Skritch. She looked up and around the room—a faint noise. Perhaps she had imagined it? She was tired; perhaps it was time to call for Sophie to help her with her dress, and then to retire to bed with a book. She was partway through The Castle of Otranto and finding it an excellent distraction.

She had risen from her chair and gone to ring the servants’ bell when the noise came again, more determined. A skritch, skritch, against the door of her bedroom. With slight trepidation she crossed the room and flung the door open.

Church crouched on the other side, his blue-gray fur ruffled, his expression furious. Around his neck was tied a bow of silver lace, and attached to the bow was a small piece of rolled paper, like a tiny scroll. Tessa dropped to her knees, reached for the bow, and untied it. The bow fell away, and the cat immediately bolted down the hall.

The paper came free of the lace, and Tessa picked up the paper and unrolled it. Familiar looping script traced its way across the page.

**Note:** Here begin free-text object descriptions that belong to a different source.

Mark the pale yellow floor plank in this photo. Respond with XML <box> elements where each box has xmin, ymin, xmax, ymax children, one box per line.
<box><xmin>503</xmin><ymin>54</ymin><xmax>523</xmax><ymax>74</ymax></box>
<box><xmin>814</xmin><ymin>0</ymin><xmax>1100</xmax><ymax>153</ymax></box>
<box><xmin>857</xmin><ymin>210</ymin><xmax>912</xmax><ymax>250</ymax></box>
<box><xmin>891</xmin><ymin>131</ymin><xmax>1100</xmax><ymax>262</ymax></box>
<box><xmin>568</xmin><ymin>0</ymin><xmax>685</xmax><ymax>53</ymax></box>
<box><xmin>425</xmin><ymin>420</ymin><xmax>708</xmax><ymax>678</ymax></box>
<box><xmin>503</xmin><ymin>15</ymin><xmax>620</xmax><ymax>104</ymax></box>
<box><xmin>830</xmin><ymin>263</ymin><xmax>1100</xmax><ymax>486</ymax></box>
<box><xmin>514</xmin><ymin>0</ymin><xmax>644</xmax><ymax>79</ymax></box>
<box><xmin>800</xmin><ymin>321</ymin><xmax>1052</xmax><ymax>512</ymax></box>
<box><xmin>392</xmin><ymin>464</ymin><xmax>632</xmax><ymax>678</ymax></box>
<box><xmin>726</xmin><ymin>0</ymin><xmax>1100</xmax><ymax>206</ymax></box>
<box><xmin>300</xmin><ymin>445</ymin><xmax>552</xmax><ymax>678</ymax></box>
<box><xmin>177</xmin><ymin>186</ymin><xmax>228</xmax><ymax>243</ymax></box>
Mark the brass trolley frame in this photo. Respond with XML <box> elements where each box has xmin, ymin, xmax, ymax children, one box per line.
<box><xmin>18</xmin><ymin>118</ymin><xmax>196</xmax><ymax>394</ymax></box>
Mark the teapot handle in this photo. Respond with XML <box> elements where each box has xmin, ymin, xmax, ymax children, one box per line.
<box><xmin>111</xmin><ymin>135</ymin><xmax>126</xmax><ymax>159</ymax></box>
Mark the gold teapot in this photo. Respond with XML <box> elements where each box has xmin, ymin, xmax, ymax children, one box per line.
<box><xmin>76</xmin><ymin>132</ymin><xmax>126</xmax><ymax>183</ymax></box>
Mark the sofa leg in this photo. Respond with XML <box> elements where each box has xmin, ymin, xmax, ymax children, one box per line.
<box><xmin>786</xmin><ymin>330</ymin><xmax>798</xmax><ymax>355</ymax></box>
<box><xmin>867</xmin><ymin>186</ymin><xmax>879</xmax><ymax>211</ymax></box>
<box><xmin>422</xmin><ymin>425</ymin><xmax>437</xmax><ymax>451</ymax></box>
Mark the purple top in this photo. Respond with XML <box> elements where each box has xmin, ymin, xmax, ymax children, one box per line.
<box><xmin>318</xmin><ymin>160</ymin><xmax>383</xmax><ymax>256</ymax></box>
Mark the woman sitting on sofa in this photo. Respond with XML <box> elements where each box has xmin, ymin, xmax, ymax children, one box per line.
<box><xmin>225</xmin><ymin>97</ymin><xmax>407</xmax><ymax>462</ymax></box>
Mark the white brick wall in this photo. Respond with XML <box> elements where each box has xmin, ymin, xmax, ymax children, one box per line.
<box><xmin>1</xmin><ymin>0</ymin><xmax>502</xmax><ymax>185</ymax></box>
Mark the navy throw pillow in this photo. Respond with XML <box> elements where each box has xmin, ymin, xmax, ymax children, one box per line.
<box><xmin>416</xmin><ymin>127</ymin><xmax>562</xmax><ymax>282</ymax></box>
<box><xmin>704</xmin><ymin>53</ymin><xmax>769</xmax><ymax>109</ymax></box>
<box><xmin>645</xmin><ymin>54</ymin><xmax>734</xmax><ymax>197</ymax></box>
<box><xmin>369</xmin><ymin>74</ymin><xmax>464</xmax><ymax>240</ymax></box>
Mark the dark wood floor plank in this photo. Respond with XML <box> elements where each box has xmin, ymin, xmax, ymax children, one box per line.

Meet me in the music room.

—J



“There’s nothing here,” Gabriel said.

He and Gideon were in the drawing room. It was quite dark, with the curtains drawn; if they had not had their witchlights, it would have been as black as pitch. Gabriel was going hastily through the correspondence on Charlotte’s desk, for the second time.

“What do you mean, nothing?” said Gideon, standing by the door. “I see a pile of letters there. Certainly one of them must be—”

“Nothing scandalous,” Gabriel said, slamming a desk drawer shut. “Or even interesting. Some correspondence with an uncle in Idris. He appears to have gout.”

“Fascinating,” Gideon muttered.

“One cannot help but wonder exactly what it is that the Consul believes Charlotte to be involved in. Some sort of betrayal of the Council?” Gabriel picked up her sheaf of letters and made a face. “We could reassure him of her innocence if only we knew what it was that he suspected.”

“And if I believed he wanted to be reassured of her innocence,” Gideon said. “It seems to me more likely that he is hoping to catch her out.” He reached out a hand. “Give me that letter.”